Saddled with poor lighting (you can hardly see what’s happening in any scene that takes place outdoors at night), smarmy, stupid dialogue, amateur special effects (these are the flimsiest looking body parts you may ever see on film) and a bad story, it’s hard to see what people could like about this film.
Shelf Life is the story of Martin Romero (get it? sigh), a professional Hard Man who goes around philosophizing on the nature of life and man’s place in it, while working for a multireligious secret organization that funds a war against some sort of vampire/parasite species living among, and preying on, humanity.
Martin is (of course) one of the few people who know the truth, and oh how it weighs on him. It weighs so heavy, in fact, that he’s a heroin addict (oooh. edgy). And when he’s not self-medicating and spouting aphorisms that sound like they’ve been written by a smart, but anti-social and immature computer programmer and would likely only be interesting to a stoned 16-year-old, he kills the vampire/parasite things.
Things get complcated when a yuppie couple, Ben and Julie, hit Martin with their car and he convinces him to take him back to their house to recuperate.
Once there, Martin implicates the annoying couple in his world, eventually trying to help them become hard-ass killers in the war against the things (whatever they are).
This is a dumb movie.
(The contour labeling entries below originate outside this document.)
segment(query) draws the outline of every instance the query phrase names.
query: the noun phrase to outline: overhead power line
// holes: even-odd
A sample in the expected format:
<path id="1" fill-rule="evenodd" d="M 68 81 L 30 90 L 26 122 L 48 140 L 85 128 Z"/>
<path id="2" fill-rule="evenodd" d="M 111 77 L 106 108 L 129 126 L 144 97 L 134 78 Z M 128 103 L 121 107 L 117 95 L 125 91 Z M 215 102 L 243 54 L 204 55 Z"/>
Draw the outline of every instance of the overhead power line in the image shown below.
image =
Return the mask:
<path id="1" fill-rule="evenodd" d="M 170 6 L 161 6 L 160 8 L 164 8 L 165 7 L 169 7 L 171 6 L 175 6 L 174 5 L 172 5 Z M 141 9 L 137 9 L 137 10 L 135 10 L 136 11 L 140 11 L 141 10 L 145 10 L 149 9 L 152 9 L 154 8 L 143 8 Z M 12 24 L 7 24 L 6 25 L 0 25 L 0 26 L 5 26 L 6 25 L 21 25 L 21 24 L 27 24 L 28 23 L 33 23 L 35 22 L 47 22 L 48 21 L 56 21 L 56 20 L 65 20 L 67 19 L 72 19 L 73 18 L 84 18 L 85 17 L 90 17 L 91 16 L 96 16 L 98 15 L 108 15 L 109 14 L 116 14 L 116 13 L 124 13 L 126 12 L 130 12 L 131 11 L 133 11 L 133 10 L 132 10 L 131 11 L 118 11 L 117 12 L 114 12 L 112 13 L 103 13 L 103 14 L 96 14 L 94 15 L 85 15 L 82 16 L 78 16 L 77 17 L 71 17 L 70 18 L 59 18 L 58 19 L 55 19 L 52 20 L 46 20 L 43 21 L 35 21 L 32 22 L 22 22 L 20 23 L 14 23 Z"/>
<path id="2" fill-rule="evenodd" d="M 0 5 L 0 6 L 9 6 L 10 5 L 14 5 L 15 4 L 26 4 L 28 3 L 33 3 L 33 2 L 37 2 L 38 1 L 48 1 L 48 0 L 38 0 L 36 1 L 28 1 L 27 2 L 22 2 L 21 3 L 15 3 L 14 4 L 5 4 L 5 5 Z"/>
The characters only ever act in the way that advances the plot, rather than in a way that would make any sense if the characters were real people. They speak in chunky exposition, like clay dropping out of their mouths. We are never given a reason to care about any of the characters or sympathize with their plights. We’re just presented with these scenes and, since the director cares about them, he assumes that we will, too.
But, like the sisters in Happiness, the creators behind Shelf Life seem so wrapped up in the idea that this is a good, interesting movie, they fail to provide the audience a reason to think so and don’t seem to see us shifting in our seats, waiting for the movie to be over.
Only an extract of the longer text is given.